ATLANTA – The experimental oral therapy ibrutinib produces dramatic responses but dodges the significant toxicity seen in conventional treatments for chronic lymphocytic leukemia and small lymphocytic lymphoma.
In one of two phase II trials, the overall response rate was 68% in previously untreated patients and 71% in patients with relapsed or refractory chronic lymphocytic leukemia (CLL) and small lymphocytic lymphoma (SLL).
The outcome was similar in patients with high-risk relapsed or refractory disease, with the possible exception of those with chromosome 17p deletion. However, with more than half responding, these patients still do better with ibrutinib than with any other therapy explored to date, said Dr. John C. Byrd, director of hematology at Ohio State Comprehensive Cancer Center in Columbus.
"Ibrutinib offers great potential to significantly change the treatment landscape of CLL," he said at a press briefing at the annual meeting of the American Society of Hematology.
In the second trial, combining ibrutinib with the anti-CD20 antibody rituximab (Rituxan) pushed the overall response rate to 83% in high-risk CLL and SLL, said Dr. Jan A. Burger, of the University of Texas M.D. Anderson Cancer Center in Houston.
He noted that several ongoing phase III trials are underway that should accelerate the development of ibrutinib for high-risk patients, who have a high unmet need for alternative treatments.
Ibrutinib is currently not available, even under compassionate use. Despite this, the drug is generating much enthusiasm among clinicians and patients, with some traveling great distances to get into these ongoing trials despite only a 50-50 chance of receiving the drug, said press briefing moderator Dr.

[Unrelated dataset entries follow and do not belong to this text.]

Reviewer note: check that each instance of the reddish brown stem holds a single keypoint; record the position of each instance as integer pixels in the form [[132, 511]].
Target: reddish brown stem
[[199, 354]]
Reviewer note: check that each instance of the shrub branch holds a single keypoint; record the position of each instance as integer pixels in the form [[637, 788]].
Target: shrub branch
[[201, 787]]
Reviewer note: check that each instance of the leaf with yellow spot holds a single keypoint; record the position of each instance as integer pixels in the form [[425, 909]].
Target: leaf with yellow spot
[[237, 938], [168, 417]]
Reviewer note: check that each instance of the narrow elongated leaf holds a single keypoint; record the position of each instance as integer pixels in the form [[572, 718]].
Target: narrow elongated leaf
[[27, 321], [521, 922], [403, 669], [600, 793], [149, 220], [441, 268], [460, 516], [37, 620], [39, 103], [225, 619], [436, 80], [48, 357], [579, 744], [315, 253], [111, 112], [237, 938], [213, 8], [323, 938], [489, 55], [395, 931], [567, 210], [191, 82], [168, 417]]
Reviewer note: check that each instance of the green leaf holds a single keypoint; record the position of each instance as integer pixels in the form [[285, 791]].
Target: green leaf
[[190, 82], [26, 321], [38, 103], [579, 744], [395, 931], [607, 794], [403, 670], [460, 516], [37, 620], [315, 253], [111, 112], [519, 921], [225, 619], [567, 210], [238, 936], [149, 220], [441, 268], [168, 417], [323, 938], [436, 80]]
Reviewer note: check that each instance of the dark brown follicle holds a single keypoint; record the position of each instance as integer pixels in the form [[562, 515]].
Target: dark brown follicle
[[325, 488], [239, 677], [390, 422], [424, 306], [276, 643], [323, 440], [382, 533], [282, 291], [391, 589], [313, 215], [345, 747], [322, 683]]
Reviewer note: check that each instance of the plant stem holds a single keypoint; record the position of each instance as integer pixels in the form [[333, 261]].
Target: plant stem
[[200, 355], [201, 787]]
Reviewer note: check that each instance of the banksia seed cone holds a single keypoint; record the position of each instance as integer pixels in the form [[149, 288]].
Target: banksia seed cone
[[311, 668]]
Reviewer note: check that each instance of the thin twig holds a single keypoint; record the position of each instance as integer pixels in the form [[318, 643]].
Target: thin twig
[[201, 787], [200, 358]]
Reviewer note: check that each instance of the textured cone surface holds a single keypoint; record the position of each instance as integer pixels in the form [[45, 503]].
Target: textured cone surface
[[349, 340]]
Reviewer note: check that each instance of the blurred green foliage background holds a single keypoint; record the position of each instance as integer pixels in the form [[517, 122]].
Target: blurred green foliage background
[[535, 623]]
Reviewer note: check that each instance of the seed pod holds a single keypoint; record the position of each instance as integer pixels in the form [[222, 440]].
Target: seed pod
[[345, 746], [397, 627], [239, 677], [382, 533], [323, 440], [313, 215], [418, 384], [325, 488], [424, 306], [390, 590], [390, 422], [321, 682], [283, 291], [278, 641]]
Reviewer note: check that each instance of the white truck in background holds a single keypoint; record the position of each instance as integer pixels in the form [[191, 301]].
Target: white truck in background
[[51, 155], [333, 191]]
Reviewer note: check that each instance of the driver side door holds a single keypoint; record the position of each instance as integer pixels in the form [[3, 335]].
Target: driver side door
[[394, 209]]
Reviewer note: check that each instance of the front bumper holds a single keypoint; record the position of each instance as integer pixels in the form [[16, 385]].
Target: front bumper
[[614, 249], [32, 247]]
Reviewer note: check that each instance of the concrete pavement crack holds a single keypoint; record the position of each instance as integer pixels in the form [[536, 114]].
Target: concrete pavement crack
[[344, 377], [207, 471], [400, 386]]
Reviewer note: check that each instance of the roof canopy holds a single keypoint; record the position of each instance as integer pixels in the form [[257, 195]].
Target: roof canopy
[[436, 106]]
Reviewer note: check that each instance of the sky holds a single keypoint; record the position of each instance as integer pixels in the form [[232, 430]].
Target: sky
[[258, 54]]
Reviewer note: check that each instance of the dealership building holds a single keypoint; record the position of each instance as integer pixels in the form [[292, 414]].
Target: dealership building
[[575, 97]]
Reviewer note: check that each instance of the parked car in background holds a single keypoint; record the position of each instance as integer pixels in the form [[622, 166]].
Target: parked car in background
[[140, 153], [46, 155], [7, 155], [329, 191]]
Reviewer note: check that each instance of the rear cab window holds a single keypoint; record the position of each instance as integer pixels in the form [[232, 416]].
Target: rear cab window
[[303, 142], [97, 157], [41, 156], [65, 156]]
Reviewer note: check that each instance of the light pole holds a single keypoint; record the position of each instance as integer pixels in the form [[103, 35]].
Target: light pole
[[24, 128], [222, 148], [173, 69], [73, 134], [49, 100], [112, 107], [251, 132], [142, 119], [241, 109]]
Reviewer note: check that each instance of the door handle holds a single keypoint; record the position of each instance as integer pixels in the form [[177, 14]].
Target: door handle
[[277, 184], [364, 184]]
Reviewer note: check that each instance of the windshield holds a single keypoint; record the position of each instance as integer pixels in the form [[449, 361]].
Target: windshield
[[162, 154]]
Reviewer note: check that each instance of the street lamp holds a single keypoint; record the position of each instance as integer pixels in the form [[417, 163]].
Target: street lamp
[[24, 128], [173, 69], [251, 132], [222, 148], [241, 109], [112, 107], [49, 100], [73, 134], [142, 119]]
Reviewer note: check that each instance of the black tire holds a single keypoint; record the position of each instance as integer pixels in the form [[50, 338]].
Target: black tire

Claire Dearden, head of the CLL unit at the Royal Marsden NHS Foundation Trust in London.
"It’s orally active, it’s well tolerated, it’s not chemo, and it produces excellent responses, particularly in patients who are elderly and frail and not necessarily suitable for the more intensive chemotherapy regimens that have become the first-line treatment for the younger, fitter patients," she said.
Ibrutinib, formerly known as PCI-32765, is the first irreversible inhibitor of Bruton’s tyrosine kinase (BTK) to enter clinical development. BTK is essential for B-cell receptor signaling, chemokine-mediated migration and adhesion, and toll-like receptor signaling.
96% Survival Estimates at 22 Months
Dr. Byrd reported new and updated results from 31 patients with treatment naive CLL or SLL, 61 with relapsed or refractory disease, and 24 with high-risk relapsed or refractory disease (defined as progression within 24 months of starting a regimen containing at least a nucleoside analogue or bendamustine in combination with a monoclonal antibody or failure to respond to such a regimen).
Patients were given ibrutinib 420 mg or 840 mg daily 2 hours before food until disease progression or intolerable toxicity. Their median age was 72.
After follow-up ranging from 14.7 months to 22.1 months, complete responses occurred in 10% of treatment-naive patients and 2% of relapsed or refractory patients, Dr. Byrd said. Partial responses occurred in 58% and 68%.
At 22 months, progression-free and overall survival estimates were both 96% among previously untreated patients. To put these results in perspective, he said, that with standard cytotoxic chemotherapy, one would expect this number to be 70% or less if patients are young and 50% or less if elderly. "So these are really dramatic results," he added.
In the relapsed or refractory group, progression-free survival was 76% and overall survival 85%.
Longer follow-up is needed to determine whether the remissions are durable once ibrutinib is stopped – something currently being studied more than a decade after clinicians began using another kinase inhibitor, imatinib (Gleevec), to treat chronic myeloid leukemia, Dr. Byrd said.
He reported 3 grade 3 and no grade 4 infections in treatment-naive patients, and 26 grade 3 infections and 4 grade 4 events in relapsed/refractory patients.
Nearly All Still on Study in Combination Trial
In the second trial, 40 patients received continuous ibrutinib 420 mg daily plus weekly rituximab 365 mg/m2 for 4 weeks, followed by daily ibrutinib plus monthly rituximab until month 6, followed by single-agent ibrutinib. High-risk CLL/SLL was defined as deletion 17p, TP53 mutation, deletion 11q, or less than 3 years remission after first-line chemo-immunotherapy. More than half of patients (58%) had stage IV disease.
After 3-6 months’ follow-up, there were 1 complete response, 32 partial responses, and 3 partial responses with lymphocytosis, Dr. Burger said. In all, 84% of patients experienced more than a 50% reduction in lymph node size.
At the time of the analysis, 95% of all patients and 90% with del 17p continued on therapy without disease progression.